Recién después podríamos detenernos en el análisis de la política de Fidel y su concreción en Cuba. El sólo hecho de la trascendente figura de Castro en el micro-universo cubano (me refiero a la pequeñez geopolítica que representa Cuba, y especialmente a partir de la caída del muro) refleja la grandeza de su personalidad. ¿Hace falta señalar la vigencia de políticas cubanas después de la «muerte de las ideologías»? Médicos cubanos en Venezuela, Brasil, Ecuador, Bolivia y Argentina sin duda «dicen» mucho más que las «bases militares» yanquis en Perú, Colombia o demás países a los que Macri quiere sumarse. Se dirá que Cuba «exportó su revolución» al mundo, como si EEUU no hubiera exportado su aberración.
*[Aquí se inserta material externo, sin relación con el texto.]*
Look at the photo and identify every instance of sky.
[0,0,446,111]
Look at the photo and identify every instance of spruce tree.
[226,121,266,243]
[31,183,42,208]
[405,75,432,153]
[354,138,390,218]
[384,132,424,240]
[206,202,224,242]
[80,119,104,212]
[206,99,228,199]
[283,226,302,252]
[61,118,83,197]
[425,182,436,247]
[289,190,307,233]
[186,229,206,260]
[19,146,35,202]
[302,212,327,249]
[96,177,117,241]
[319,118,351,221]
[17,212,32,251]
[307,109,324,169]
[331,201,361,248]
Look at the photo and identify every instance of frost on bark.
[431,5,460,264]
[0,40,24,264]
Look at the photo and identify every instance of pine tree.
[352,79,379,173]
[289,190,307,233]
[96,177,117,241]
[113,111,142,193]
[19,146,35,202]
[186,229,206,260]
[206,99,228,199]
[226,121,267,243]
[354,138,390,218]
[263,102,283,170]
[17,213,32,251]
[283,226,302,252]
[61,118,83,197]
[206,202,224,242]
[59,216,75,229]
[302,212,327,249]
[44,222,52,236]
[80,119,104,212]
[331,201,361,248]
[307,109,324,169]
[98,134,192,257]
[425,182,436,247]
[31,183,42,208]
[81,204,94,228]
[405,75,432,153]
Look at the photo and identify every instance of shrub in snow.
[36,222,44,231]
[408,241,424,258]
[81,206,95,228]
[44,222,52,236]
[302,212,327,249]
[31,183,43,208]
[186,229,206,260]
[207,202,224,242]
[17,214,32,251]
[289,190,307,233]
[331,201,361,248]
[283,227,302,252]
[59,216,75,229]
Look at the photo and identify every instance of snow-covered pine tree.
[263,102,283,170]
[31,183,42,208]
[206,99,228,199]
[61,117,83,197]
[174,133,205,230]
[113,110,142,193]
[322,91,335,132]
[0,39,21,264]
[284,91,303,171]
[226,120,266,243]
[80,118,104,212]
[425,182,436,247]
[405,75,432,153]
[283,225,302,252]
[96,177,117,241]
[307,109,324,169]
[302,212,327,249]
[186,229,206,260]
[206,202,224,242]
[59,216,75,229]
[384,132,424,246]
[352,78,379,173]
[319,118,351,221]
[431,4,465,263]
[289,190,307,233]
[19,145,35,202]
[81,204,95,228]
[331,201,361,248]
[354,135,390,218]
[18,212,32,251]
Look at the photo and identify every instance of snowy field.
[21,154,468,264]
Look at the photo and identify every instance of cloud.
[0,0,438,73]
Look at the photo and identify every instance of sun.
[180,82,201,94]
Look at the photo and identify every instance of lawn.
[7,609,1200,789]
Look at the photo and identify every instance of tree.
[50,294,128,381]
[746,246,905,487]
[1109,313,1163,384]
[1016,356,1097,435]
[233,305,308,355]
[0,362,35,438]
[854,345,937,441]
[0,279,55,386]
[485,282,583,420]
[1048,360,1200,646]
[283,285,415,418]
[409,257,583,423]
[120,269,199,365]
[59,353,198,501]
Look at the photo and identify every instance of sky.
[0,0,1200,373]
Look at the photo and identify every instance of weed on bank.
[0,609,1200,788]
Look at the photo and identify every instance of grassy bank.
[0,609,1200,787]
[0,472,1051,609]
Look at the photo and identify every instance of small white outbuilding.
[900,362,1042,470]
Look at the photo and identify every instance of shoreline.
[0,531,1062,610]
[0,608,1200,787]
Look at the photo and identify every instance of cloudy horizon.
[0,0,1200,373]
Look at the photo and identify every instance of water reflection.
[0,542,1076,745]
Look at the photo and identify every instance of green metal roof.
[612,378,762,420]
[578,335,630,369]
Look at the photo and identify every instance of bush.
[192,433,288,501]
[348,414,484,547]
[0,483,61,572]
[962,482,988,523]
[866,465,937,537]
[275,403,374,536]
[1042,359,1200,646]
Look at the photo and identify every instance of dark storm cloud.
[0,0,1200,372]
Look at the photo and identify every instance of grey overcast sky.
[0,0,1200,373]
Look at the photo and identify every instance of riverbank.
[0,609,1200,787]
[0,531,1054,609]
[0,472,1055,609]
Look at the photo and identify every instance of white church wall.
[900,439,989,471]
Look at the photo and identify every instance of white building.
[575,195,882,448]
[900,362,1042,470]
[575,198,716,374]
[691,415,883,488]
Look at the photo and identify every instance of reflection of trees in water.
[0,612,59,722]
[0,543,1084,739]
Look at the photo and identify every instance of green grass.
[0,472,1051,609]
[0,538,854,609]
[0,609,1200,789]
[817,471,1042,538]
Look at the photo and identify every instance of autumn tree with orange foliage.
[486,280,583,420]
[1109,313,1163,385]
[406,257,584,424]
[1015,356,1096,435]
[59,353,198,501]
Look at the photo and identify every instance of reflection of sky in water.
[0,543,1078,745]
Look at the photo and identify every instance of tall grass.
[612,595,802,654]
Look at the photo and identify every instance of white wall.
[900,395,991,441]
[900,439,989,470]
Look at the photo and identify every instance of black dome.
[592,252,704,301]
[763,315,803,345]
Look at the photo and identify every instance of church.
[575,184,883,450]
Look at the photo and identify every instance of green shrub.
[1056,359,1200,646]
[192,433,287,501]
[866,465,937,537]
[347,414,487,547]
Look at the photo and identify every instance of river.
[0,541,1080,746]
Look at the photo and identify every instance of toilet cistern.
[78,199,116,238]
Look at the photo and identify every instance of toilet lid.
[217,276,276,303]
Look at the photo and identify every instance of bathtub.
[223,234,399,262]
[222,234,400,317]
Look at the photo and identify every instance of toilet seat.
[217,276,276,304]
El sólo hecho de ver a los gusanos de Miami «algo dice». Muchas veces es bueno saber dónde se paran algunos para saber dónde pararse uno y en este caso quiero estar «en la vereda de enfrente». Insisto, no voy a analizar la «revolución cubana», pero sí puedo decir que la figura de Fidel se fue agigantando con los años. Y escuchar a Fidel era escuchar un sabio.
Un liliputiense y un gigante fueron importantes en el presente latinoamericano de estos días. Ambos dejan caminos y huellas. Caminos y huellas que podemos mirar y transitar, pero sin olvidar que nuestra estatura cívica, moral y humana está en juego detrás de esos pasos.